The TAQ workflow is notably different: the agent writes SAS programs locally, uploads them to WRDS via SCP, submits them as asynchronous batch jobs via SSH, polls for completion, and downloads results. The README documents several TAQ-specific gotchas, including variable naming inconsistencies (SYM_ROOT vs. SYMBOL_ROOT), the lack of synchronous job submission, and the 48-hour scratch file auto-deletion policy. The toolkit also addresses practical issues like Duo two-factor authentication (recommending SSH connection multiplexing to avoid repeated prompts) and OptionMetrics yearly table naming conventions.
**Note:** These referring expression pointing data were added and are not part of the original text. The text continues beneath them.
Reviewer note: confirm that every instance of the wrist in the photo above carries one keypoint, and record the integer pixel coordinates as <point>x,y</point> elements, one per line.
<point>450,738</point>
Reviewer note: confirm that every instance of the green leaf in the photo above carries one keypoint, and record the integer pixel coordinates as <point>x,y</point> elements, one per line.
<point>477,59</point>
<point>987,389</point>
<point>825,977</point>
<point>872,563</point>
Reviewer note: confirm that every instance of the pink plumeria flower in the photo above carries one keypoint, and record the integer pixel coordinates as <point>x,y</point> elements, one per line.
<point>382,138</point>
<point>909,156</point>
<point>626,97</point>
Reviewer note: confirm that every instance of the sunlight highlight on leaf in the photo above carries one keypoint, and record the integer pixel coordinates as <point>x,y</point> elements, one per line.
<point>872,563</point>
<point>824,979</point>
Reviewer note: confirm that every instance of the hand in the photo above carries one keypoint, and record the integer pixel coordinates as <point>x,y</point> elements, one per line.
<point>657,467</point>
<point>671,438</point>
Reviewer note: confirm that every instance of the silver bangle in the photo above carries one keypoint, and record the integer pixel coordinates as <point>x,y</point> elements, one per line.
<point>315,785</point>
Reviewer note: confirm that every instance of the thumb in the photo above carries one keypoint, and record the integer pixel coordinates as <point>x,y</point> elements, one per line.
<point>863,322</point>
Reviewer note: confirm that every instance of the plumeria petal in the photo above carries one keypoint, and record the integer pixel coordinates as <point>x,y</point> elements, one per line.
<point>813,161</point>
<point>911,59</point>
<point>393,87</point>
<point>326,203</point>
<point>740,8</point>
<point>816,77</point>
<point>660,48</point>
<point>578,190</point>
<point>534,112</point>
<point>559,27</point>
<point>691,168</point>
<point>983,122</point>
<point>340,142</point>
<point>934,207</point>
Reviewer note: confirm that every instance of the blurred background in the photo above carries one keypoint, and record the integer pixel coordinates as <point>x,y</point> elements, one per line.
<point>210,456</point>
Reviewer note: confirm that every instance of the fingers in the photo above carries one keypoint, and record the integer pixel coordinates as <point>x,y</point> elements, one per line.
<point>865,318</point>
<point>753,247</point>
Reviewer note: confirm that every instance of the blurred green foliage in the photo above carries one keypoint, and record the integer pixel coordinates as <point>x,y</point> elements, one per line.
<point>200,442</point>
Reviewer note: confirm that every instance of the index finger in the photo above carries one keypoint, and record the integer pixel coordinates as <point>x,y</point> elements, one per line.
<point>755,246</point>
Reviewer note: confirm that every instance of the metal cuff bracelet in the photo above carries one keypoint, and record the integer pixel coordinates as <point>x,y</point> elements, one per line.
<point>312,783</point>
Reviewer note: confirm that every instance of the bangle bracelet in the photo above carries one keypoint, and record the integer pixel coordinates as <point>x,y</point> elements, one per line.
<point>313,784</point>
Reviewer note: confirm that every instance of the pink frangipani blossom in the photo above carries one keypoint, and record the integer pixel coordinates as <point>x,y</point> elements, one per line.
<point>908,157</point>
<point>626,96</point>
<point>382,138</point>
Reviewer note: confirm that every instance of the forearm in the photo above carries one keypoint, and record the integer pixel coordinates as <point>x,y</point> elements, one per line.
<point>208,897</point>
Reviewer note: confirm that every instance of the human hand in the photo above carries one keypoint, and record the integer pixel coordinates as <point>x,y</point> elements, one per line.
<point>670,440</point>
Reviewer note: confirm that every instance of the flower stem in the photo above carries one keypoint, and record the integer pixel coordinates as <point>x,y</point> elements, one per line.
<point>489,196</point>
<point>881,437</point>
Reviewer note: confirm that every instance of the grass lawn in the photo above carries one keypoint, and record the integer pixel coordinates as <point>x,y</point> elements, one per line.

Relevance to Economics Research

This toolkit directly addresses the data access bottleneck in empirical finance research. WRDS is the standard data source for academic work involving CRSP stock returns, Compustat fundamentals, OptionMetrics implied volatilities, and TAQ high-frequency data. By enabling natural language queries against these databases through Claude Code, the toolkit eliminates much of the boilerplate SQL writing, schema lookup, and cross-database linking that consumes researcher time. It is particularly relevant for researchers who regularly merge across CRSP, Compustat, and OptionMetrics, or who need to extract data from TAQ's large-scale high-frequency archives.